We will be sharing several stories with our students in due course of time, but this session was my favorite. I must practice this art!

We quickly went through our curriculum for the year and yes, all sessions included a story that must be shared with the students.

Lunch is served!

Oh man, it was delicious.

Garlic and butter naan, jeera rice, mixed raita (tomatoes, cucumber and onion mixed in yogurt), dal (lentils), paneer capsicum and gobi aloo (cauliflower and potatoes). Even though I was sure that spices will trigger my cough but I couldn’t resist the temptation to eat the curries.

Rasmalai (dessert), was delicious and, trust me, all of us wanted a second serving.

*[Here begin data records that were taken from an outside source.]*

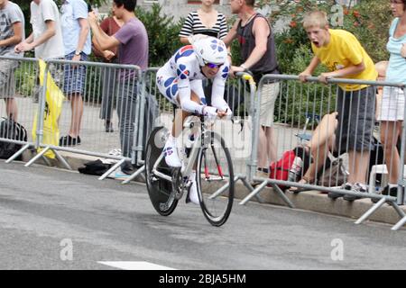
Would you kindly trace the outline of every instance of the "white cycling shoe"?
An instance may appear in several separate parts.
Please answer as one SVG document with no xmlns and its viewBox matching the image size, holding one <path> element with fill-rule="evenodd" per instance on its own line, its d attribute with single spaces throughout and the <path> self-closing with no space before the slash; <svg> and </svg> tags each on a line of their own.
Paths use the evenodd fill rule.
<svg viewBox="0 0 406 288">
<path fill-rule="evenodd" d="M 198 186 L 196 184 L 196 172 L 192 172 L 189 179 L 191 182 L 191 186 L 189 191 L 188 196 L 186 197 L 186 202 L 191 202 L 194 204 L 199 205 L 198 195 Z"/>
<path fill-rule="evenodd" d="M 176 140 L 172 137 L 166 141 L 163 148 L 163 155 L 165 156 L 165 162 L 171 167 L 180 167 L 182 166 L 178 156 L 178 149 L 176 148 Z"/>
</svg>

Our next guest was Mdm, Heng Yee (MOE).

She gave us the golden key to be a good teacher:

  1. Build the Bond
  2. Motivate
  3. Discipline

Without a bond you cannot motivate and without motivation you cannot discipline. All three must be followed in the same order. You cannot inspire a child unless you’ve built a strong bond. Once the bond has been established, you can motivate him or her to accomplish the goals. And only after you have met the two rules comes the game of discipline.

Four decades of experience and the crux was right in front of us. It might seem to be just three principles, but the struggle is inevitable.

The session concluded and we were handed our files for our class scheduled next Sunday.

After a light snacks and tea, I headed home.

Although still nervous, I have to prepare myself for the first challenge “Bonding with the Children and focussing on relationship”.